FWT Fibonacci Application

01: using concurrent
02: using fwt
03: 
04: class Calculate
05: {
06:   native static Int fib (Int n)
07: }
08: 
09: const class Worker : Actor
10: {
11:   // in constructor, place widgets we need to access in GUI update
12:   // within Actor.locals
13:   new make (Label result, Button button) : super (ActorPool ())
14:   {
15:     Actor.locals["result"] = result
16:     Actor.locals["button"] = button
17:   }
18: 
19:   // receive any messages sent to this worker
20:   // Note: Actor.locals *not* accessible here!
21:   // so any information for calculation must be included with message
22:   override Obj? receive (Obj? msg)
23:   {
24:     // we only care about one message - a number to compute from
25:     n := msg as Int
26:     if (n != null)
27:     {
28:       // do the actual computation
29:       startTime := DateTime.now
30:       res := Calculate.fib (n)
31:       // call the 'update' method on the GUI thread
32:       Desktop.callAsync |->| { update(n, res, DateTime.now - startTime) }
33:     }
34:     return null
35:   }
36: 
37:   // this method called in GUI thread to update GUI widgets
38:   // note: Actor.locals from constructor is accessible here
39:   Void update (Int n, Int res, Duration time)
40:   {
41:     // retrieve result from Actor.locals, and update it
42:     result := Actor.locals["result"] as Label
43:     result?.with // use safe invoke, just in case 'result' is null
44:     {
45:       text = "Fib($n) = $res in $time"
46:       pack
47:     }
48:     // retrieve button from Actor.locals, and update it
49:     button := Actor.locals["button"] as Button
50:     button?.with
51:     {
52:       text = "compute"
53:       enabled = true
54:       pack
55:     }
56:   }
57: }
58: 
59: class Main
60: {
61:   static Void main ()
62:   {
63:     chooseN := Text { text = "1" }
64:     result := Label ()
65:     button := Button { text = "compute" }
66:     button.onAction.add |Event e|
67:     { // when button clicked
68:       button.with
69:       {
70:         text = "Busy"
71:         enabled = false
72:       }
73:       Worker(result, button).send (chooseN.text.toInt)
74:     }
75: 
76:     Window
77:     {
78:       title = "Fibonacci"
79:       GridPane // place widgets in a column
80:       {
81:         chooseN,
82:         button,
83:         result,
84:       },
85:     }.open
86:   }
87: }
88: 
89: 

In line 73 of the code, we create the Worker object, passing it references to the results label and button; these are stored in the Actor.locals map in lines 15 and 16.

In line 73, we also send a message to the Worker: this message is just a number.
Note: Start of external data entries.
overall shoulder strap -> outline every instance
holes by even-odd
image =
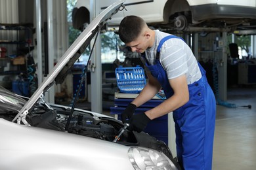
[[[157,50],[158,52],[160,52],[161,47],[163,45],[163,42],[165,42],[167,40],[169,40],[170,39],[182,39],[184,41],[182,38],[181,38],[180,37],[177,37],[177,36],[173,35],[170,35],[166,36],[166,37],[163,37],[160,41],[160,42],[159,42],[159,44],[158,44],[158,50]]]

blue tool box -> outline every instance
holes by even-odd
[[[146,78],[142,67],[117,67],[116,77],[121,93],[139,94],[146,85]]]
We receive that message in the 'receive' method at line 22. This method is responsible for responding to all messages that the Worker may receive, and so it must first check that the message is a number; this is done in lines 25 and 26.
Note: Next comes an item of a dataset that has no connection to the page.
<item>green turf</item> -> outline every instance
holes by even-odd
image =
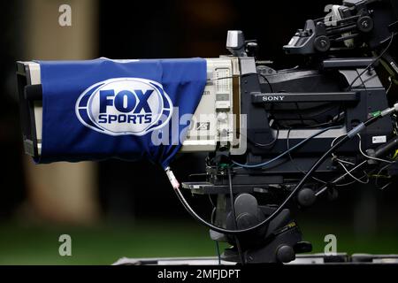
[[[396,233],[356,237],[345,227],[302,224],[302,228],[314,252],[322,252],[324,236],[334,233],[338,251],[398,253]],[[63,233],[72,237],[72,256],[58,254],[58,237]],[[92,227],[3,224],[0,264],[110,264],[122,256],[214,256],[215,245],[208,235],[207,229],[194,221],[147,220]]]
Lines 29 and 30 perform the computation, and this is in a background thread, so does not interfere with the GUI event loop.
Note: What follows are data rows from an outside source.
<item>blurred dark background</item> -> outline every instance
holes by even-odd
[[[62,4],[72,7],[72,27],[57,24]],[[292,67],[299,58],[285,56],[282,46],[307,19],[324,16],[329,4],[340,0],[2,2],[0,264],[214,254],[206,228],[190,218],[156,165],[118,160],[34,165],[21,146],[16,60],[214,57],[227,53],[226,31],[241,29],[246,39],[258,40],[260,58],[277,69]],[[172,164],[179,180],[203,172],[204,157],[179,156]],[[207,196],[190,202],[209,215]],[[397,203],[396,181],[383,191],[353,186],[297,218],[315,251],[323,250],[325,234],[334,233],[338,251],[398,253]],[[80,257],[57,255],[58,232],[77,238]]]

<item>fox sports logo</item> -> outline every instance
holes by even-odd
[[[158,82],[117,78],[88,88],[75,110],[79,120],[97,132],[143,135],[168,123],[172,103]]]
Line 32 then calls the 'update' method on the GUI event loop, so the graphical displays can be updated with the result.

Line 42 retrieves the 'result' widget from the Actor.locals store, and lines 43 onwards perform the update on that widget. As it is possible the 'result' widget is not in the store, we should take care in case 'result' has been set to 'null'; in line 43 we use the safe invoke operator '?.', which will only call the succeeding method if the instance is not null.

When first trying to understand Actors, it is easy to get confused about what can be retrieved from Actor.locals and when. In this program, the widget values in the Actor.locals map are only retrievable when the Worker is running in the GUI thread. If you try a check for Actor.locals["result"] in the 'receive' method (say at line 24), you will get the result 'null'.

Comparison with Swing version

When put side-by-side, there is not much difference between the Worker class implemented using an Actor and the Worker class using SwingWorker. In both cases, the constructor is passed the GUI widgets, and in both cases these widgets are updated in a separate method guaranteed to be run in the GUI thread. The Actor implementation means the stored widgets must be retrieved from Actor locals, but the null-safe invocation of the with-clause means there is no need to check if the widget has been successfully retrieved.